Mayonnaise Marinara Sauce Oils and Their Seed Oil Content
These fats are liquid at room temperature and are extracted primarily from the germ or seeds of various plants. Because these crops are heavily subsidized and produce high yields, they are incredibly cheap to source, which is why they appear in so many processed foods.
They differ from oils pressed from the flesh of fruits, like olives or coconuts, in their specific fatty acid profiles and neutral sensory qualities. You might be surprised to learn that a product labeled "healthy" or "natural" can contain large quantities of these fats without explicitly stating "vegetable oil" on the label.

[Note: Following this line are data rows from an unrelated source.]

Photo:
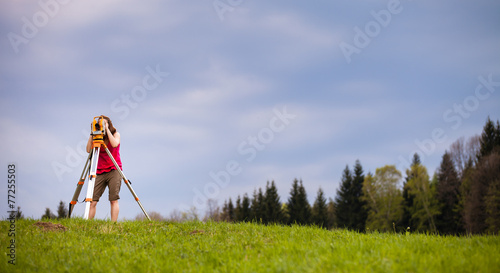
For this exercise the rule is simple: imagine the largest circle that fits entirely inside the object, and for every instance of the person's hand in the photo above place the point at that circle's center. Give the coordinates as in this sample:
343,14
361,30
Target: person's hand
106,125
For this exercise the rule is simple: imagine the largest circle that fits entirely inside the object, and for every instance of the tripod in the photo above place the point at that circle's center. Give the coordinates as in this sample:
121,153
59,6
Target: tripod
90,169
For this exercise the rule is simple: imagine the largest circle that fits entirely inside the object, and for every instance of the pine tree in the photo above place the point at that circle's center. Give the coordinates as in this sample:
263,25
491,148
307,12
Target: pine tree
358,204
448,194
331,214
245,208
257,208
383,197
320,210
480,187
298,207
489,138
273,212
238,217
344,200
48,214
230,211
62,212
425,206
19,213
407,204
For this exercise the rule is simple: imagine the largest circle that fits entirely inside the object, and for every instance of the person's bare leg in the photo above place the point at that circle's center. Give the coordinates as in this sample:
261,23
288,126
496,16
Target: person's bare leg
115,208
92,209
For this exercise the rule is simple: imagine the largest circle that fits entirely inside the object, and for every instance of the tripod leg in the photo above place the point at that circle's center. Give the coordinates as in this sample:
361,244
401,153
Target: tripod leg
127,182
79,186
92,178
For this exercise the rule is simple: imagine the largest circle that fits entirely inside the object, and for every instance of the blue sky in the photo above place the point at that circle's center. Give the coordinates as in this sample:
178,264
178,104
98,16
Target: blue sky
214,100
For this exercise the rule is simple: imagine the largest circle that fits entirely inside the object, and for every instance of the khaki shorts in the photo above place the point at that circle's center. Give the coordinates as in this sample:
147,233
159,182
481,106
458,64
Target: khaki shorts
113,180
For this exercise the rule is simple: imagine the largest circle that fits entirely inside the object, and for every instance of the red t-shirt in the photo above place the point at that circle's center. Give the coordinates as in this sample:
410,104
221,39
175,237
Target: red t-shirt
105,164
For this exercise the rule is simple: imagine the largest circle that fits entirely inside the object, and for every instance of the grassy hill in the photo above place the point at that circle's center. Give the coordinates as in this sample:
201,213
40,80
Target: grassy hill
76,245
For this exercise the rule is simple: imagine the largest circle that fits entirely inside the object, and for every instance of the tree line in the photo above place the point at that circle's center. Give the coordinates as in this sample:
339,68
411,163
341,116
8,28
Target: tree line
462,197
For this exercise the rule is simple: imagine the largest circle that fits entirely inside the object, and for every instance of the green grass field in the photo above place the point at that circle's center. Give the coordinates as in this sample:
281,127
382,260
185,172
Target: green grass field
136,246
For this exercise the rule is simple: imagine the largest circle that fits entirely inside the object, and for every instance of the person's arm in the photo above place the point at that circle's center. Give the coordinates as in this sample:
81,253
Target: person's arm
114,140
89,144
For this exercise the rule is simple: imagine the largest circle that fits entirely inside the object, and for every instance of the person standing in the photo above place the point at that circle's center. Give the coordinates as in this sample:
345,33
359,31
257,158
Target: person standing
107,175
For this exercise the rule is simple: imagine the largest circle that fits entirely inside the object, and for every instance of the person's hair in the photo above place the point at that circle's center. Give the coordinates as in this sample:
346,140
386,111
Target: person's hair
112,128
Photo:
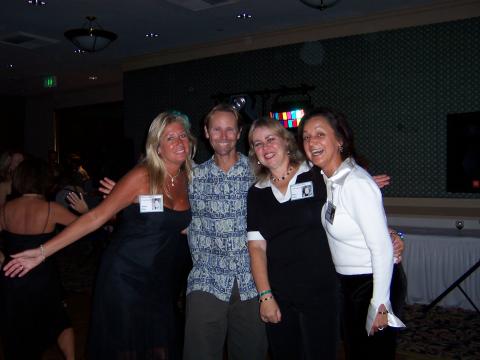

Mayonnaise and Marinara Sauce Oils: Hidden Seed Oil Sources
Similarly, bottled sauces like mayonnaise, marinara, and barbecue sauce use these oils as a cheap base, contributing to the creamy texture while keeping production costs low. Checking the nutrition label is the only way to know for sure if your snack contains soybean, corn, or cottonseed oil.
More About What foods have seed oils
Looking at What foods have seed oils from another angle can help expand the discussion and give readers a second clear paragraph under the same section.
More perspective on What foods have seed oils can make the topic easier to follow by connecting earlier points with a few simple takeaways.